Tactically the battle allowed Edward to land his army, which went on to besiege Tournai, a city in Flanders loyal to Philip VI, although the campaign ended in failure. In the aftermath of the battle, the French suffered an invasion scare and rushed troops to their coastal districts. Philip ordered that Barbavera be arrested for desertion; Barbavera was imprisoned until the following year. Strategically the victory had little effect. It gave the English fleet naval supremacy in the English Channel, but Philip had greater resources than Edward and was able to rapidly rebuild the French navy around the ships which had escaped and those which were not involved in the battle. Within a month a French squadron under their new admiral, Robert de Houdetot, captured 30 merchantmen from an English wool convoy and threw the crews overboard. French ships continued to capture English merchantmen in the North Sea and to run men and munitions to their allies, the Scots. Nevertheless, the naval historian Graham Cushway says the loss of mariners economically devastated Norman and Picard maritime trade. An almshouse was set up at Leure (near Harfleur) to care for survivors too injured to work as seamen.

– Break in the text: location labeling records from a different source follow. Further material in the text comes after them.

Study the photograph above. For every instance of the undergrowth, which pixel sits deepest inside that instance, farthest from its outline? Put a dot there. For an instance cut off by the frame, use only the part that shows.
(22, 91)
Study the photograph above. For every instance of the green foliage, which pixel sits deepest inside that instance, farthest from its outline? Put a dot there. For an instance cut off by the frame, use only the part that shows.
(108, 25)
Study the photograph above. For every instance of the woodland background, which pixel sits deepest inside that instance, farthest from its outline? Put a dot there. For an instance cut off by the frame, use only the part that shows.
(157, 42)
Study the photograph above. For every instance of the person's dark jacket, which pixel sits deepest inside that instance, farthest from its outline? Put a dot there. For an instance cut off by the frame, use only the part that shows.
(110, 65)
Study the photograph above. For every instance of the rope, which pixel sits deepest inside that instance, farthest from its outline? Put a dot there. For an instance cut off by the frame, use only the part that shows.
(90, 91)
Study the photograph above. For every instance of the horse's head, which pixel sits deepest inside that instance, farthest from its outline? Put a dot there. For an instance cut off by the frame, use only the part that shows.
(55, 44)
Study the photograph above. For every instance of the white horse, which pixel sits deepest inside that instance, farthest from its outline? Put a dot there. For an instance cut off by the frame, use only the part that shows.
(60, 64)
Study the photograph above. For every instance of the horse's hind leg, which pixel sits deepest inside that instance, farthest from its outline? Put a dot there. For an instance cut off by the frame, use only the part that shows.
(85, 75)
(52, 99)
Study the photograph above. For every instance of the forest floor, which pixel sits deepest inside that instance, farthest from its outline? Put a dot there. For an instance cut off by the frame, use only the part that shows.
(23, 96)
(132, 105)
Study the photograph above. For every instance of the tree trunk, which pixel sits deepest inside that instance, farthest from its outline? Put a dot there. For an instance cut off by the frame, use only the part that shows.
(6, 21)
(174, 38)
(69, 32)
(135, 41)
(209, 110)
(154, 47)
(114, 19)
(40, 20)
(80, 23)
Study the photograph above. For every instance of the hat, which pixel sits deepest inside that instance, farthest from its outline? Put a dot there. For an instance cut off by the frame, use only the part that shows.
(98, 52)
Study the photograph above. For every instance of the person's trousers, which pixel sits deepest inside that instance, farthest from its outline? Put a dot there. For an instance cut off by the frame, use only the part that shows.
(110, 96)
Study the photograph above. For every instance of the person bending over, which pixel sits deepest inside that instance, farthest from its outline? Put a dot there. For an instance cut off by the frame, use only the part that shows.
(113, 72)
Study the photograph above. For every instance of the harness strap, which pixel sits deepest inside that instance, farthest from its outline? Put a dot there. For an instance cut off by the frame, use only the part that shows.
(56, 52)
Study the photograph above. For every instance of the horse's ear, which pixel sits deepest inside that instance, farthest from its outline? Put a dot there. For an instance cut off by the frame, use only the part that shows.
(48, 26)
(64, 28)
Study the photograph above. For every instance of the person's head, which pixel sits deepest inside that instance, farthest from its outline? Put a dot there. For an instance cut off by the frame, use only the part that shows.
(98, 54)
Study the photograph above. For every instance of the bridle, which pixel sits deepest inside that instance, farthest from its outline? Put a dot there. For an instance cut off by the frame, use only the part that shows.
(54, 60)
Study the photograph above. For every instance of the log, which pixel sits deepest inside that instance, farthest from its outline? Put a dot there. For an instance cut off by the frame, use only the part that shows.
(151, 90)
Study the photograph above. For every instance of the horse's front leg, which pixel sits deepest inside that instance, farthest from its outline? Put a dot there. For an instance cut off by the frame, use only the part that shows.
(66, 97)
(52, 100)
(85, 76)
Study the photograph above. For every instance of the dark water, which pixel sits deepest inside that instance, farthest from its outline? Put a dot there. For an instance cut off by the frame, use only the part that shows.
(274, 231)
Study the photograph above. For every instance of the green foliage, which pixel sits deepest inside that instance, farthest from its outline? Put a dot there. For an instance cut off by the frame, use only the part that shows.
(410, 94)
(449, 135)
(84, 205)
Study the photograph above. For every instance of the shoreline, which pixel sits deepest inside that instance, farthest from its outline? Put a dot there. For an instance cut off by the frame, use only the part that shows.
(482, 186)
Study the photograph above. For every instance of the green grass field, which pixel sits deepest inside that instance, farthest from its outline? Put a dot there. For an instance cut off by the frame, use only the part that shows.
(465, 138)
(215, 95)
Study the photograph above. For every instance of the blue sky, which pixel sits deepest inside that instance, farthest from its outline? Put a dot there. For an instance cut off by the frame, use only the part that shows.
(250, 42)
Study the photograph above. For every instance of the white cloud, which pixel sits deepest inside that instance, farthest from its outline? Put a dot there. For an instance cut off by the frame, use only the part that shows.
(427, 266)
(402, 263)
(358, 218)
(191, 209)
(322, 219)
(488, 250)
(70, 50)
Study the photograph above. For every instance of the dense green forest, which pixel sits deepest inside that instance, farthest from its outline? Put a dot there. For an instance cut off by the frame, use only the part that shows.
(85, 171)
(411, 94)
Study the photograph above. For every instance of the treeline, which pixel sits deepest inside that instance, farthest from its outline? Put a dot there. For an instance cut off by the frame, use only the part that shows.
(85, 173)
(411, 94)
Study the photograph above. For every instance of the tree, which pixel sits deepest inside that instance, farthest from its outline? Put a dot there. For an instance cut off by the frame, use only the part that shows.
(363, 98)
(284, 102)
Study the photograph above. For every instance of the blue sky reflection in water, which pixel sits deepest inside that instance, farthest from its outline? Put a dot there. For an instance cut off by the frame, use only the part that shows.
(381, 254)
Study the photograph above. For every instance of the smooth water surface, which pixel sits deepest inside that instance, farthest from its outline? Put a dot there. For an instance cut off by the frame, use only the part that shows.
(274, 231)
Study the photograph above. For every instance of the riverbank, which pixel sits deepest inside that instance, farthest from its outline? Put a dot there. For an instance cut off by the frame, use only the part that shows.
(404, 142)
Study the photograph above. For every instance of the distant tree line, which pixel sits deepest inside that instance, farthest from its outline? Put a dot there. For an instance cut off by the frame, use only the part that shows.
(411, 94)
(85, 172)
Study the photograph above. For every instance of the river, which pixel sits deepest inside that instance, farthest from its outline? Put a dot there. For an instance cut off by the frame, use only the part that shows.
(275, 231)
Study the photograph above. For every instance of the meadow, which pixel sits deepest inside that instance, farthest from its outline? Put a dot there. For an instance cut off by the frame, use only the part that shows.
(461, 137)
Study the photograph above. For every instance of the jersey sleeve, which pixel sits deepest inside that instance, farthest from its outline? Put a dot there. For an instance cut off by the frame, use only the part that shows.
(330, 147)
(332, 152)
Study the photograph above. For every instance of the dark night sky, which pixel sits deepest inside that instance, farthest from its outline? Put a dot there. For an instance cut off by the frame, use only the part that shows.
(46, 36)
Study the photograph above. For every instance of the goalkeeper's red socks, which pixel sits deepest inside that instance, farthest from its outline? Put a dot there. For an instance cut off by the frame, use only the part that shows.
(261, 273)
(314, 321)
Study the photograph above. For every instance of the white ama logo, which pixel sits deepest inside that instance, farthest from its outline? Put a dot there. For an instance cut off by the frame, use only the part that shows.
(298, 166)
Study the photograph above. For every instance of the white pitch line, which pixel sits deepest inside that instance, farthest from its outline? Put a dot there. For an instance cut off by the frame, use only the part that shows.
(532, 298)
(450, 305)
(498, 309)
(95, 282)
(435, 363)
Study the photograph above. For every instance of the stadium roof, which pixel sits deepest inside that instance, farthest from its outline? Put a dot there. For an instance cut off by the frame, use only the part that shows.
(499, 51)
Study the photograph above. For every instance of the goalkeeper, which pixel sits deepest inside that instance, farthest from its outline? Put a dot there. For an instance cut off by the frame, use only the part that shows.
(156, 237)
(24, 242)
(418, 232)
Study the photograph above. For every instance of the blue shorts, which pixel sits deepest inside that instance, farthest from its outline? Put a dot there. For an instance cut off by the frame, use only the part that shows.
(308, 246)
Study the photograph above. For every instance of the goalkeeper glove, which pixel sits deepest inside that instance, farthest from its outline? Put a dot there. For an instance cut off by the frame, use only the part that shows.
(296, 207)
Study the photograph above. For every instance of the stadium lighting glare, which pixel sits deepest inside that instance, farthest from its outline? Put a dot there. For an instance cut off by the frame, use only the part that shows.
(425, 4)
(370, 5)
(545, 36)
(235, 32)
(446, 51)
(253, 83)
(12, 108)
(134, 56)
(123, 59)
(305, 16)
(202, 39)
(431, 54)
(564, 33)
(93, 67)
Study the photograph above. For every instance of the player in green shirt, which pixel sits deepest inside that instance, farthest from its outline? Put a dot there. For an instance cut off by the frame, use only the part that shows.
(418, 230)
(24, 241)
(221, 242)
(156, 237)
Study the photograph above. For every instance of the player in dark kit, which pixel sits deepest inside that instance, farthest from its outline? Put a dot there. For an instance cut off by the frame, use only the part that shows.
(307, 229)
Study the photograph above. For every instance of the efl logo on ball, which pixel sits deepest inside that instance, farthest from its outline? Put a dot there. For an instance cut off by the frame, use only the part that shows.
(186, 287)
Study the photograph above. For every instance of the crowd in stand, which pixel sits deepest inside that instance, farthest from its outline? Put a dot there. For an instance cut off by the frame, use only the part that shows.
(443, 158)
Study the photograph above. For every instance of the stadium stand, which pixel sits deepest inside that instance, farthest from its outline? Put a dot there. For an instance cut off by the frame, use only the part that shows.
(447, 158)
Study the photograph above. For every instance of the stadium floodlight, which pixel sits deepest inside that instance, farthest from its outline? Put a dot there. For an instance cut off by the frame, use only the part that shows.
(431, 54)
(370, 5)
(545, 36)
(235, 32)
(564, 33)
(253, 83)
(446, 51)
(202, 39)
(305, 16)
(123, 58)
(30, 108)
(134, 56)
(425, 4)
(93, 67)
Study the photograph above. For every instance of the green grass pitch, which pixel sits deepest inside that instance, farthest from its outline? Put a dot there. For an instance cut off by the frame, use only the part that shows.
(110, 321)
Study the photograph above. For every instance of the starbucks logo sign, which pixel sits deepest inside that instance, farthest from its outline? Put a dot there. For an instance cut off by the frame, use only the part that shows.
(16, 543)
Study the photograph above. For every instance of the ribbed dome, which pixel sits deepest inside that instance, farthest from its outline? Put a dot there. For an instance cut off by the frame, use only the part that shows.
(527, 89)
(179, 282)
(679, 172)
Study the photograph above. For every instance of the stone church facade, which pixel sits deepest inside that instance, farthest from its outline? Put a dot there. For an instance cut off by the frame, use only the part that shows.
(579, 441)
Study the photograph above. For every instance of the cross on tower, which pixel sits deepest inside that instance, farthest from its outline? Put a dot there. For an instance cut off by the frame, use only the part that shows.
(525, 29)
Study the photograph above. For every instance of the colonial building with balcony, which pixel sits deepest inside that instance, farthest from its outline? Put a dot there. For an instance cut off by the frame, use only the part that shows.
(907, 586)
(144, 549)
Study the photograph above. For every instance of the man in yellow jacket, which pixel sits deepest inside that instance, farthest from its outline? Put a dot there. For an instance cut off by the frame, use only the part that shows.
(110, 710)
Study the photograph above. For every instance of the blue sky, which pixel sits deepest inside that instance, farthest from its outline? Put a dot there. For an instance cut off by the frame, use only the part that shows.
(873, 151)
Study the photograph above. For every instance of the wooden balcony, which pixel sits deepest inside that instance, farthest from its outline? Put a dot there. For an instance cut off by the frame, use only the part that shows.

English coastal communities rejoiced in the victory and in the relief from French raids they supposed it brought. They were mistaken; later in the year the French raided the Isle of Wight, Portland, Teignmouth, Plymouth and the Channel Islands. The English retaliated in September by raiding Brest, capturing many ships, including six fully laden Genoese merchantmen. In 1341 French, Castilian and Portuguese squadrons successfully interdicted English communications with Gascony. Edward made some efforts to remove a few of his more corrupt officials, and revoked some privileges of some of the ports which had failed to supply ships.

The battle was later commemorated on Edward's gold noble coin, which depicted the King seated in a ship. The inscription reads: IHC TRANSIENS PER MEDIUM ILLORUM IBAT ("Jesus passing through the midst of them went his way"), an antiphon based on the Gospel of Luke 4:30, a text which was commonly invoked at the time for protection against harm in battle.